Second, what are the guidelines?  I am attaching a link to the most recent U.S. guidelines for physical activity.   They are designed to prevent the development of many of the chronic conditions that result from inactivity.  The key numbers are:

“Adults (18-64) should do 2 hours and 30 minutes a week of moderate-intensity, or 1 hour and 15 minutes (75 minutes) a week of vigorous-intensity aerobic physical activity, or an equivalent combination of moderate- and vigorous-intensity aerobic physical activity. Aerobic activity should be performed in episodes of at least 10 minutes, preferably spread throughout the week.”

There are other ideas and numbers out there, but when you look at them in detail most are pretty similar.  The guidelines also include specific recommendations for children and older adults along with ideas about strength training.
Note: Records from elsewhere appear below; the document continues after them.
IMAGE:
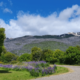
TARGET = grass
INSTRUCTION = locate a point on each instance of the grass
(24, 75)
(53, 45)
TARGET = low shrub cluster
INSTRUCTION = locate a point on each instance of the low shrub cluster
(70, 56)
(8, 57)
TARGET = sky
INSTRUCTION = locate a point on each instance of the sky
(39, 17)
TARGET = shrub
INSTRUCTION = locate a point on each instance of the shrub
(25, 57)
(7, 57)
(2, 37)
(72, 55)
(47, 55)
(36, 53)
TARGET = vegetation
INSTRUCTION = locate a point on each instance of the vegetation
(36, 53)
(36, 65)
(25, 57)
(52, 45)
(2, 37)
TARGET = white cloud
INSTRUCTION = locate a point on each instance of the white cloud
(1, 3)
(6, 10)
(27, 24)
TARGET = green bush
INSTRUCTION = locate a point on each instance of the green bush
(7, 57)
(25, 57)
(36, 53)
(59, 56)
(47, 55)
(72, 55)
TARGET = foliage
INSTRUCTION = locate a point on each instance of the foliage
(2, 37)
(47, 55)
(36, 53)
(59, 56)
(72, 55)
(25, 57)
(7, 57)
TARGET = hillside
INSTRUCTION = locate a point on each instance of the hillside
(24, 44)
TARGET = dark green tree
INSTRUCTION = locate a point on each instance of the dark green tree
(2, 37)
(36, 53)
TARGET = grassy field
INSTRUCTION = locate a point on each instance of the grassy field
(24, 75)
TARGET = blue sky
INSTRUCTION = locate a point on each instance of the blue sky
(39, 17)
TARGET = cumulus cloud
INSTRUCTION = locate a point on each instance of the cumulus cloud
(10, 2)
(6, 10)
(68, 20)
(1, 3)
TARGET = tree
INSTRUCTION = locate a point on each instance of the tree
(47, 55)
(36, 53)
(2, 37)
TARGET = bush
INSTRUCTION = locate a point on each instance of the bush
(2, 37)
(25, 57)
(72, 55)
(7, 57)
(59, 56)
(36, 53)
(47, 55)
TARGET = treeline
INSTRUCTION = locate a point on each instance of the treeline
(2, 37)
(70, 56)
(55, 36)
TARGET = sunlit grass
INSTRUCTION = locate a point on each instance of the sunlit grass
(24, 75)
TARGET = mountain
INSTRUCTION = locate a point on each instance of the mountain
(24, 44)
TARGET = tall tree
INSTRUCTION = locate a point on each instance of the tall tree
(2, 37)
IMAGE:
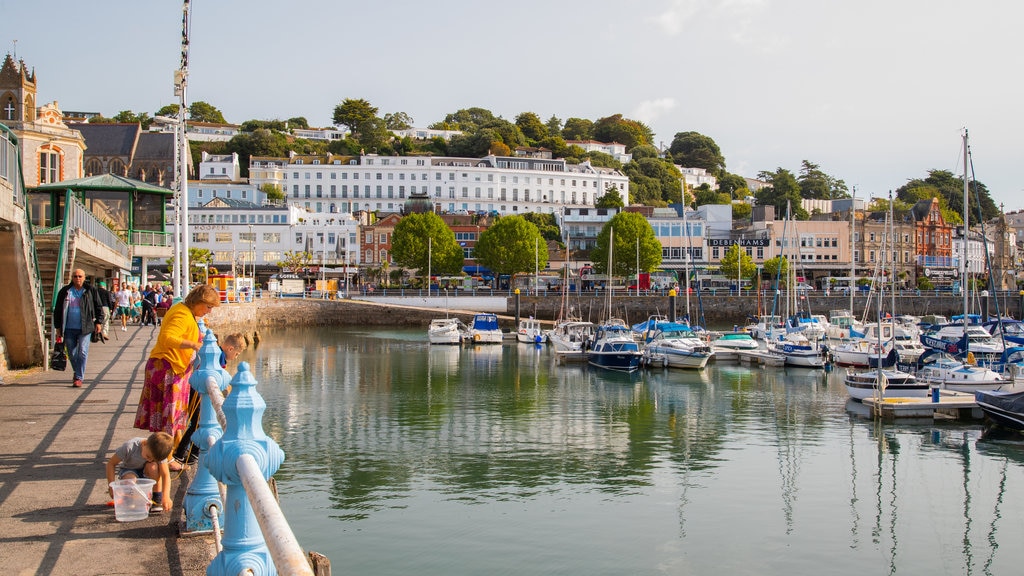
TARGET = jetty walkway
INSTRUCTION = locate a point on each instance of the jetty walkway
(54, 442)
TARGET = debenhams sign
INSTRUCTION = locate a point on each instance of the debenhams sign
(744, 242)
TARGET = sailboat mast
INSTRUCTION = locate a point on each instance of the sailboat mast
(967, 152)
(853, 261)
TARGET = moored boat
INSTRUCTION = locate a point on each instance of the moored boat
(529, 331)
(675, 345)
(484, 330)
(613, 347)
(445, 331)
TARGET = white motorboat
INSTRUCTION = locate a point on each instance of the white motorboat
(613, 347)
(884, 382)
(484, 330)
(529, 331)
(568, 338)
(950, 373)
(445, 331)
(676, 345)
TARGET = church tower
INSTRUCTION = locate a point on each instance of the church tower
(50, 151)
(17, 93)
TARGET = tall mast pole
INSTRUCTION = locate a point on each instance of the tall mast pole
(182, 266)
(964, 256)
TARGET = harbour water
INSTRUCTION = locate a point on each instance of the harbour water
(404, 458)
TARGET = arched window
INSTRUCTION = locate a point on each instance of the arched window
(118, 167)
(49, 165)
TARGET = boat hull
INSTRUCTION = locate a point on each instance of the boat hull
(864, 384)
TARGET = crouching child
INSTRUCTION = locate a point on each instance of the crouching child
(144, 457)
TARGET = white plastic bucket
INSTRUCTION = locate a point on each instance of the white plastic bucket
(132, 498)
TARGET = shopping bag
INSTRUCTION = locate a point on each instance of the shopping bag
(58, 360)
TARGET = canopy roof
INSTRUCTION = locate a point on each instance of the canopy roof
(104, 182)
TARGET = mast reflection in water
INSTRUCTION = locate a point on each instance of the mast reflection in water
(408, 458)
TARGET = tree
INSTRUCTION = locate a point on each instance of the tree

Third, how is the population doing as a whole in meeting these guidelines?  The short answer is terrible.  The next link is to a paper that used accelerometers to measure physical activity as part of the NHANES study and the bottom line is that:

“Among adults, adherence to the recommendation to obtain 30 minutes per day of physical activity is less than 5%.”


Fourth, the chart below from the U.S. Centers for Disease Control shows just how many people get no leisure time physical activity at all.  Things appear to be getting a bit better over the last 10 years, but 25% of people are completely inactive and as we saw in the chart from a couple days ago, the biggest improvements in health occur when people go from being completely inactive to doing something.












These statistics are a snapshot of just how bad things are.  In my next few posts I am going review how much physical activity is “normal” for humans and what can be done about this huge problem.   There are many innovative solutions that are working out in the real world, so there is no need to “sit around” and wait for them to happen.